Senadores pedem 126 mil doses de vacina para a fronteira de MS, incluindo Coronel Sapucaia

Os senadores sul-mato-grossenses Nelsinho Trad (PSD), Simone Tebet (MDB) e Soraya Thronicke (PSL) com o ministro Marcelo Queiroga. - (Foto: Luís Carlos Campos Sales)

Em mais uma mobilização junto ao Ministério da Saúde, os senadores Nelsinho Trad (PSD), Simone Tebet (MDB) e Soraya Tronicke (PSL) tiveram uma nova audiência com o ministro Marcelo Queiroga. Os senadores representam a voz da bancada federal de Mato Grosso do Sul e pleiteiam agora a imunização de toda a população das cidades de fronteira junto ao Paraguai e Bolívia. Considerando os 13 municípios que fazem divisa direta com os países vizinhos ao longo de 1.578km, a cobertura vacinal, se 100% realizada, pode chegar a 367,5 mil pessoas. 

“Fizemos um apelo, da necessidade de uma atenção maior do ministério em função da situação da pandemia no nosso Estado. Apelamos por mais vacinas no sentido de amenizar a situação atual, que é o esgotamento de leitos”, destacou o senador Nelsinho Trad.  

Segundo Soraya Tronicke, foi criada uma expectativa sobre as 3 milhões de doses da vacina Janssen, com prazo de validade de 27 de junho, e que serão proporcionalmente divididas entre os estados. “Haverá uma parte excedente de 126 mil doses e que poderá ser acrescido as 38 mil doses já garantidas para Mato Grosso do Sul”, apontou a senadora. 

Mas a notícia mais aguardada, segundo Simone Tebet, é que além de liberar a reserva de contingência o ministério confirme novas doses para imunização das cidades de fronteira do Estado.  A senadora está otimista com Queiroga e disse que “ele sabe da situação, que é grave, e se colocou à disposição do Estado.
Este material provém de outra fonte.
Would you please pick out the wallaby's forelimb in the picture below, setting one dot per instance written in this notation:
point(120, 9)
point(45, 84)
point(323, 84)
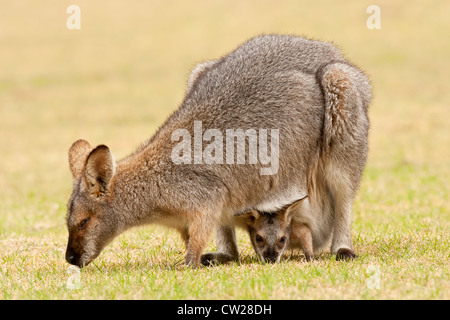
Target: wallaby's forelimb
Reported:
point(227, 249)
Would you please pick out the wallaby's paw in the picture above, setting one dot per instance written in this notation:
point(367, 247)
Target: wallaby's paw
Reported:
point(214, 258)
point(309, 257)
point(345, 254)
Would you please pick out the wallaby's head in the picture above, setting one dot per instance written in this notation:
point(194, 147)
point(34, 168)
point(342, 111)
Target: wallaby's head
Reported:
point(89, 220)
point(270, 231)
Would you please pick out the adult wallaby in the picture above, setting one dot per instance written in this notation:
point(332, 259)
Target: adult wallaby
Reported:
point(304, 91)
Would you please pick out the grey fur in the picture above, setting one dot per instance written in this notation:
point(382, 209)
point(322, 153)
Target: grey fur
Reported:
point(272, 81)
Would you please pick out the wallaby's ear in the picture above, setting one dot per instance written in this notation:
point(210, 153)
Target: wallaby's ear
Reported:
point(248, 217)
point(99, 169)
point(289, 210)
point(77, 156)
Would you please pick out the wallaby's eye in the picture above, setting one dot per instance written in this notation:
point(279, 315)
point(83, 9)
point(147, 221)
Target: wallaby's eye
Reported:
point(83, 223)
point(259, 239)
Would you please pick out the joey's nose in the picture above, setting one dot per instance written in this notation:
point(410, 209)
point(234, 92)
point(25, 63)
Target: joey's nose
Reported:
point(70, 256)
point(271, 256)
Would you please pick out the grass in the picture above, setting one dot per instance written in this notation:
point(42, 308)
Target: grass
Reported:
point(117, 79)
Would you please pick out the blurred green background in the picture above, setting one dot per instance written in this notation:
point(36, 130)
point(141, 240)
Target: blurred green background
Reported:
point(117, 79)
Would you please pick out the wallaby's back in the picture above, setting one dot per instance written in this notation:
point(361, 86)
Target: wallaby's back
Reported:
point(268, 82)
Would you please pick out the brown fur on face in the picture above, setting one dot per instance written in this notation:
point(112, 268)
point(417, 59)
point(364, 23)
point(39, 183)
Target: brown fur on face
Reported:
point(271, 82)
point(270, 232)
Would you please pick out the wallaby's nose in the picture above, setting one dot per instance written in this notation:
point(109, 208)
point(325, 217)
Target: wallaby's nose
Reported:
point(271, 256)
point(70, 256)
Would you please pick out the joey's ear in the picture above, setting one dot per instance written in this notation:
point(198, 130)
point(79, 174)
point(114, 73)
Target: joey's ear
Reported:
point(99, 169)
point(77, 156)
point(248, 217)
point(289, 210)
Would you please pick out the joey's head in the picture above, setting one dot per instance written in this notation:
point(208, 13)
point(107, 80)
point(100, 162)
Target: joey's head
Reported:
point(270, 231)
point(90, 222)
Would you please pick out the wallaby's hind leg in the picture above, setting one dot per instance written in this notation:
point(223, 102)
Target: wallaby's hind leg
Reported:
point(347, 94)
point(199, 231)
point(303, 233)
point(341, 244)
point(184, 233)
point(227, 249)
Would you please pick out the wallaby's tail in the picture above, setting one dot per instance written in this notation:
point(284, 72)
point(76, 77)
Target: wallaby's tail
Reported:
point(347, 94)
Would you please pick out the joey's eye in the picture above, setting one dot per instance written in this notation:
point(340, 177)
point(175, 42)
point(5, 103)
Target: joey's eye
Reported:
point(83, 223)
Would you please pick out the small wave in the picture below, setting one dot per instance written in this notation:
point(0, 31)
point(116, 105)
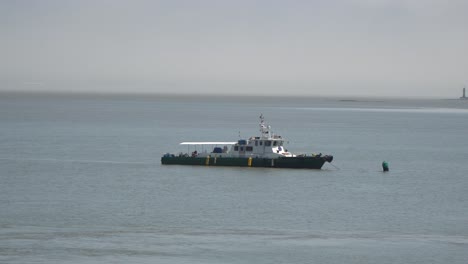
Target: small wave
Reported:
point(76, 161)
point(390, 110)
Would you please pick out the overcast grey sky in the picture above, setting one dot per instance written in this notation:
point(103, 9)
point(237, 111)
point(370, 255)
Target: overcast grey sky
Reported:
point(321, 47)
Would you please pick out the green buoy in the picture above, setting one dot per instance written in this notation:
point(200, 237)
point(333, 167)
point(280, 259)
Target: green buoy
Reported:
point(385, 166)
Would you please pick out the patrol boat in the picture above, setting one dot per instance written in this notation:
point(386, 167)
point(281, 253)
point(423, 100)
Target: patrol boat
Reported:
point(266, 150)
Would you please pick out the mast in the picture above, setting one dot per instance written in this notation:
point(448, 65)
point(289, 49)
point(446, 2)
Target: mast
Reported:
point(264, 129)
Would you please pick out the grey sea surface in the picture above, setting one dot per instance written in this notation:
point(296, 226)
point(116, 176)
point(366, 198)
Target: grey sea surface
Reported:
point(81, 181)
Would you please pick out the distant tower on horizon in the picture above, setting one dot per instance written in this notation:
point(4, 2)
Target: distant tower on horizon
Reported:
point(464, 97)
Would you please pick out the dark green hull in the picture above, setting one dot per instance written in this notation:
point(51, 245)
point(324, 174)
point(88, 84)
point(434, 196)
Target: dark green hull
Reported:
point(283, 162)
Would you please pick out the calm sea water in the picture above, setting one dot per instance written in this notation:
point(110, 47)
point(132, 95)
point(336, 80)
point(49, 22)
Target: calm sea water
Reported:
point(81, 181)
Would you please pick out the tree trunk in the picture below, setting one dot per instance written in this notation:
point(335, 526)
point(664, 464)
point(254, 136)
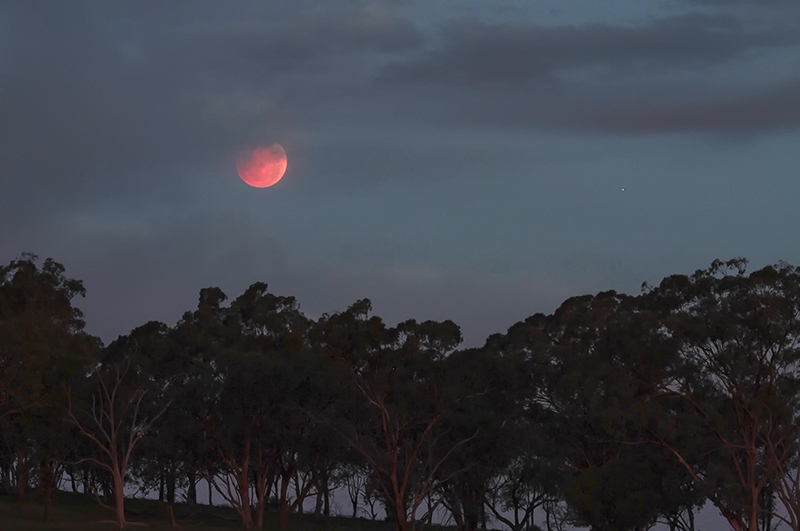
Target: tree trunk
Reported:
point(20, 474)
point(191, 492)
point(48, 484)
point(283, 519)
point(119, 497)
point(170, 483)
point(244, 492)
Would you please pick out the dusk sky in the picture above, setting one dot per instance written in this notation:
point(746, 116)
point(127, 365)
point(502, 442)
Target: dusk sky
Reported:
point(473, 160)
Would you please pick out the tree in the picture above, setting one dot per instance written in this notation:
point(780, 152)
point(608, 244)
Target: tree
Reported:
point(115, 423)
point(598, 364)
point(42, 345)
point(392, 414)
point(736, 383)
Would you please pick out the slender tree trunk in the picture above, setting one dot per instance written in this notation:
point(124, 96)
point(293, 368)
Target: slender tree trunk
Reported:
point(283, 519)
point(244, 489)
point(119, 496)
point(20, 474)
point(48, 480)
point(191, 492)
point(170, 481)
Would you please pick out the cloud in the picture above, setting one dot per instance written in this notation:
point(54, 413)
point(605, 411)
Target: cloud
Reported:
point(478, 53)
point(774, 107)
point(302, 37)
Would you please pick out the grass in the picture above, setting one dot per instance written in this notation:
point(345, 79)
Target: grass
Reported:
point(78, 512)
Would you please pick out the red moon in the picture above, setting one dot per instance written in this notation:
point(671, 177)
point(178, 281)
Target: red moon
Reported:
point(262, 167)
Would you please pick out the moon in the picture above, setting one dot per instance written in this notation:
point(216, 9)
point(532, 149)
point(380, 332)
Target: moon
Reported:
point(262, 167)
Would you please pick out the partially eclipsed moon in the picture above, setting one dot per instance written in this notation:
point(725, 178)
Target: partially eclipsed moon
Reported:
point(262, 167)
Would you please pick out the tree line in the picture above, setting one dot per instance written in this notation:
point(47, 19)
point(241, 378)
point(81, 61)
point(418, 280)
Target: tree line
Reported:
point(615, 412)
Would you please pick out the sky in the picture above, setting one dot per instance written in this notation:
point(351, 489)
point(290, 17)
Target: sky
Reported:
point(471, 160)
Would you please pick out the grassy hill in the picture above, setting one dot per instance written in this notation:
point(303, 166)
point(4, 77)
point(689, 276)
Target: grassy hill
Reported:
point(78, 512)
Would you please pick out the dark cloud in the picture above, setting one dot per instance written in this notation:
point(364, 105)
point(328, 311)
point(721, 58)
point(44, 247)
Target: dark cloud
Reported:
point(765, 109)
point(302, 37)
point(732, 3)
point(475, 52)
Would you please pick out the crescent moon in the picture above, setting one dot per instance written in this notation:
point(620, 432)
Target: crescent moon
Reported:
point(262, 167)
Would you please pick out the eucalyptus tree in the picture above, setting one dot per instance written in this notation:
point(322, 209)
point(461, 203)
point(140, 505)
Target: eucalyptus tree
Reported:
point(119, 409)
point(498, 414)
point(396, 397)
point(257, 379)
point(597, 363)
point(42, 346)
point(737, 385)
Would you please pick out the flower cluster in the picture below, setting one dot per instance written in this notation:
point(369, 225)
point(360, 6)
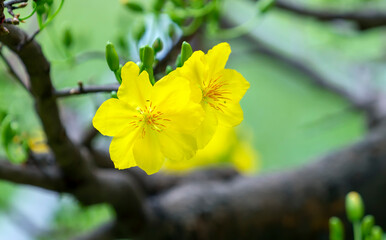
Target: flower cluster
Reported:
point(174, 117)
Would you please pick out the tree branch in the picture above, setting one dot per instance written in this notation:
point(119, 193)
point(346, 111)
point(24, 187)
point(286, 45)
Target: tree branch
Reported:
point(86, 183)
point(293, 204)
point(365, 20)
point(66, 153)
point(85, 90)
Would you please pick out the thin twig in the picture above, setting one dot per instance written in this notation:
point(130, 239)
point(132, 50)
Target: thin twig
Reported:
point(85, 90)
point(12, 2)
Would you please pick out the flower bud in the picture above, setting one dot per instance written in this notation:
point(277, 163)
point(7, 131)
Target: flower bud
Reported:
point(354, 206)
point(157, 45)
point(178, 61)
point(186, 52)
point(376, 233)
point(112, 57)
point(40, 9)
point(134, 6)
point(171, 31)
point(168, 69)
point(67, 38)
point(113, 94)
point(158, 5)
point(147, 56)
point(367, 225)
point(139, 30)
point(336, 229)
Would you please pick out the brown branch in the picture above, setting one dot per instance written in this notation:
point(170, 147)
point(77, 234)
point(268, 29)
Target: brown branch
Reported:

Então, além das doses da vacina Janssen ele se dispôs e assumiu o compromisso de também liberar mais doses extras [não só da Janssen], mas também de incluir novas doses de vacina no Programa Nacional de Imunizações para o Estado, porque somos de fronteira e temos uma ‘população a mais’ por conta do Paraguai e Bolívia”. 

FRONTEIRA

Uma atenção especial está voltada para a questão de Mato Grosso do Sul ter sete cidades-gêmeas na fronteira com o Paraguai e a Bolívia (Bela Vista, Coronel Sapucaia, Corumbá, Mundo NovoParanhos, Porto Murtinho e Ponta Porã), onde o trânsito de pessoas entre os países vizinhos é mais intenso. As demais cidades de fronteira são Antônio João, Aral Moreira, Caracol, Japorã, Ladário e Sete Quedas

O senador Nelsinho Trad ressalta: “É importante você fechar a fronteira para fazer um bloqueio epidemiológico, de locais em que você não tem controle”.